Жена побледнела и потупилась.
— У женщины сильнее всего инстинкт материнства, и…
— А инстинкт отцовства? — спросила жена.
— Какой инстинкт?! — грубо сказал я. — Такого инстинкта нет…
— У тебя!..
— И нигде… нет его в той полной, решающей форме, как у женщины… Нигде нет, и у меня нет…
— Нет, есть… а ты — урод! — тихо и злобно выговорила жена.
— Ну и пусть… Кто это докажет?.. Да и не в том дело…
— Даже у животных, — растерянно говорила жена и делала руками такое движение, будто хваталась за что-то скользкое и твердое.
— Глупости! — крикнул я. — Терпеть не могу этого… Воробушки, голубки, волчица с детенышами!.. Удивительно!.. Да какое же нам дело до всей этой дряни? Когда человек сделает что-либо, хуже чего нельзя, говорят — «зверство». А когда надо разжалобить, сейчас на сцене «животные»… Ха! Не надуете! — сказал я со злобной радостью. — С какой стати я стану руководиться всякой дрянью вроде воробьев, синиц… и что там еще!.. Да гот же воробей… Он только самку кормит, а посади его в самом деле на яйца… ни за какие коврижки не сядет воробей на яйца, черт бы его драл совсем!..
— Так хоть самку же кормит… — странным жалким голосом сказала жена.
— Э, я не о том… — с досадой сказал я. — Кормит… и я кормить буду, и об этом говорить не стоит… Это слишком справедливо, просто и хорошо, тут жалость уж одна чего стоит… Но всю жизнь свою в жертву приносить, перенести все свое «я» в другого человека, в жену ли, в ребенка… Да с какой стати?.. За что?.. Если ты раба по природе, так тем хуже для тебя… А я не хочу!..
— Что ты всем этим хочешь сказать? — вдруг спросила жена и тихо заплакала.
Я сразу замолчал, и мне стало жаль ее и оттого стыдно того, что я сказал.

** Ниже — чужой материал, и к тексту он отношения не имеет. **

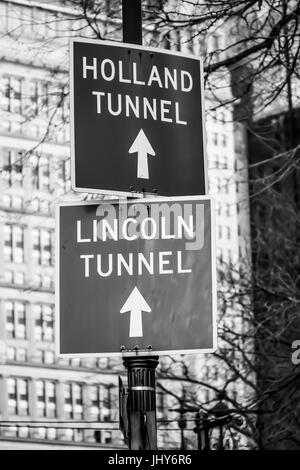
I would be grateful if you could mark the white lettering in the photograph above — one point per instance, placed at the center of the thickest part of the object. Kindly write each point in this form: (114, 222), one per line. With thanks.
(79, 236)
(110, 76)
(86, 67)
(86, 264)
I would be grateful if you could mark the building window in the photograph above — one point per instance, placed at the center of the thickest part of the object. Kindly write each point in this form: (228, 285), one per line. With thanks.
(15, 319)
(11, 354)
(46, 398)
(21, 355)
(49, 357)
(12, 168)
(95, 403)
(44, 324)
(220, 231)
(12, 94)
(13, 243)
(42, 246)
(105, 403)
(64, 174)
(17, 397)
(73, 401)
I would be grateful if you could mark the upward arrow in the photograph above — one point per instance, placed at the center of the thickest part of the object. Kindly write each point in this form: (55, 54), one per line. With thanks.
(135, 304)
(142, 147)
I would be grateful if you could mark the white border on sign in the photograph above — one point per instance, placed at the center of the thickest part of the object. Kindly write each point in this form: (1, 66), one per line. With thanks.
(72, 123)
(142, 352)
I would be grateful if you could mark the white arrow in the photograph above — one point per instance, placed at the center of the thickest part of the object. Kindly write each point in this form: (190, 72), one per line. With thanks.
(135, 304)
(142, 147)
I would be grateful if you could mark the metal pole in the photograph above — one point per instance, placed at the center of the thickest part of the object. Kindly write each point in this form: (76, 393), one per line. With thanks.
(132, 21)
(141, 403)
(141, 398)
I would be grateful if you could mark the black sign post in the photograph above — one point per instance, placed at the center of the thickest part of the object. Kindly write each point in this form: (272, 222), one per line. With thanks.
(137, 121)
(141, 399)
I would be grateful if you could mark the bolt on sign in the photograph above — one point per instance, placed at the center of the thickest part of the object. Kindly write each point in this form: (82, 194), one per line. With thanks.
(137, 120)
(136, 273)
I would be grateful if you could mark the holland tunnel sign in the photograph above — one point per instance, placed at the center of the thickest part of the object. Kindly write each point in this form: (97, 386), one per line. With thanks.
(136, 273)
(136, 120)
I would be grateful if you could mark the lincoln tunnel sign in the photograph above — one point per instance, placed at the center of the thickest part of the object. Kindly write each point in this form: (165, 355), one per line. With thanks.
(136, 120)
(136, 273)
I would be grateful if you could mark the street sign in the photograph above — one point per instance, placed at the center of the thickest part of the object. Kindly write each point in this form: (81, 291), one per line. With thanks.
(136, 273)
(137, 120)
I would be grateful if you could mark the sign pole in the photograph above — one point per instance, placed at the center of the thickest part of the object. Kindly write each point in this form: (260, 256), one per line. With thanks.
(141, 401)
(132, 21)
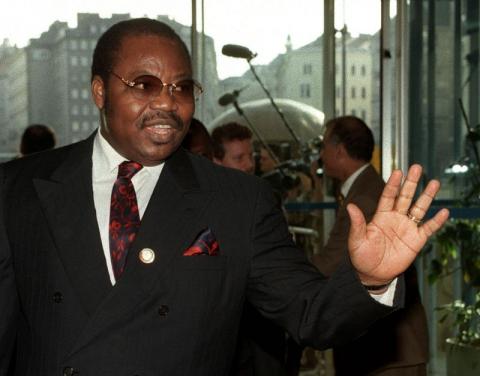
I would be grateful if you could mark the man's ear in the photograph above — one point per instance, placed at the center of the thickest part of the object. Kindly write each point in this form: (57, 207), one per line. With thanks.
(98, 92)
(341, 151)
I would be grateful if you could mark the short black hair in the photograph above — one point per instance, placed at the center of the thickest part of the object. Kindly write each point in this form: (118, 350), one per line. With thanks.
(226, 133)
(110, 42)
(37, 137)
(354, 134)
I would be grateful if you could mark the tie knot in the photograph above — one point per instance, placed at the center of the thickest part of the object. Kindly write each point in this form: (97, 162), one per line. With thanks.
(128, 168)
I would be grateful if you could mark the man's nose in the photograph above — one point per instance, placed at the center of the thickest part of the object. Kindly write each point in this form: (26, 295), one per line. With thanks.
(164, 101)
(250, 165)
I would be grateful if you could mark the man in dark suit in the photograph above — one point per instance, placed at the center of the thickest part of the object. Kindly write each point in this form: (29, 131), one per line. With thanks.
(400, 341)
(125, 255)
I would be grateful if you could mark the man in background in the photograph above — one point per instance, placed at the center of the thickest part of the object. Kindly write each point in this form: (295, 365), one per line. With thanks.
(397, 345)
(233, 147)
(36, 138)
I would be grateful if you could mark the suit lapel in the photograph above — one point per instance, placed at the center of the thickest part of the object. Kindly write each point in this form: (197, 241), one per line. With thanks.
(175, 214)
(67, 201)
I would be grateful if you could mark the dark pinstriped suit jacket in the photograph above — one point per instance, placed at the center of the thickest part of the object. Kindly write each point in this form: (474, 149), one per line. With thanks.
(176, 316)
(399, 340)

Но когда я начал ее утешать, а она все плакала и отталкивала меня со злым и жестоким лицом, мне стало досадно и обидно.
«Ведь не говорил же я, что не люблю ее, а какое ей дело до того, что я чувствую к ребенку… Чего ей нужно от меня? Того, чего во мне нет, притворства?.. Не могу же я и мысли свои подчинить ей…»
И тут мне в первый раз пришло в голову, что и все люди, не одна жена, по какому-то праву хотят подчинить мои мысли своим, заставить меня верить и чувствовать так, как верят и чувствуют они. И такая злость охватила меня при этом, что мне захотелось крикнуть, ударить жену, бросить в нее чем-нибудь тяжелым и уйти куда-то на край света, от всех людей, от всего того, что они выдумали, дурно устроили, признали хорошим и заставляют меня признать.